While we were talking, the captain, whom we had not yet seen, came on deck. He was a fine, tall, sailor-like looking man, with a handsome countenance and large eyes, which seemed to take in everything at a glance—a person of whom the roughest crew would stand in awe.

His bright eyes fell on Jim and me; he beckoned us to come up, and, looking at me, bade me give him the particulars of the loss of the brig, about which Mr Griffiths and the doctor had told him.

I gave him the account as he desired, and then thought that I might venture to ask him to put Jim and me on shore, for that, as may be supposed, was the thing uppermost in my mind.

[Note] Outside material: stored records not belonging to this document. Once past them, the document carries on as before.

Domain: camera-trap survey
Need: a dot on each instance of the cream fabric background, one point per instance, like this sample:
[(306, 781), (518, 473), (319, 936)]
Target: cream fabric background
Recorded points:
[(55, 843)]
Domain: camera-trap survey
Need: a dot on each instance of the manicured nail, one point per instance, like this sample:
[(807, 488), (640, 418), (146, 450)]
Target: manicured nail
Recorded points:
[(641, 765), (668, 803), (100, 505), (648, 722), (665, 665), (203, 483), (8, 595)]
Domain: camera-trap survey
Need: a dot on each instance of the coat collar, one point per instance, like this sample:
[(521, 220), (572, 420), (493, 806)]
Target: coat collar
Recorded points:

“We will see about that, my lads,” he answered. “If the wind holds as it now does it won’t cause us any delay, but I can make no promises. Boys at your age ought to wish to see the world, and we can find employment for you on board. You are sharp fellows, I can see, or you would not have saved your lives. One of the apprentices isn’t worth his salt, and the other will slip his cable before long, I suspect. His friends insisted on my taking him, fancying that the voyage would restore him to health.”

The captain spoke in so free-and-easy a way that the awe with which I was at first inclined to regard him vanished.

The wind, I should have said, had shifted to the westward of south. We were standing about north-west, a course which would carry us over to the English coast before long. We were obliged to be content with the sort of promise that the captain had made, and I hoped that when the doctor and Mr Griffiths spoke to him, that he would not refuse to put us on shore.

Though Jim and I were well enough to walk about the deck, we were too weak to venture aloft, or we should have been at the masthead looking out for land. We went forward, however, keeping our eyes over the starboard bow, where we expected every instant to see it.

Several of the men spoke to us good-naturedly, and were as eager as the officers had been to hear what had happened to us. While we were standing there looking out, a lad came up and said, “So I hear you fellows are to be our messmates. What are your names?”

I told him.

“Mine’s Ned Horner,” he said, “and I hope we shall be friends, for I can’t make anything of the fellow who messes with me, George Esdale. There’s no fun in him, and he won’t talk or do anything when it’s his watch below but read and sing psalms.”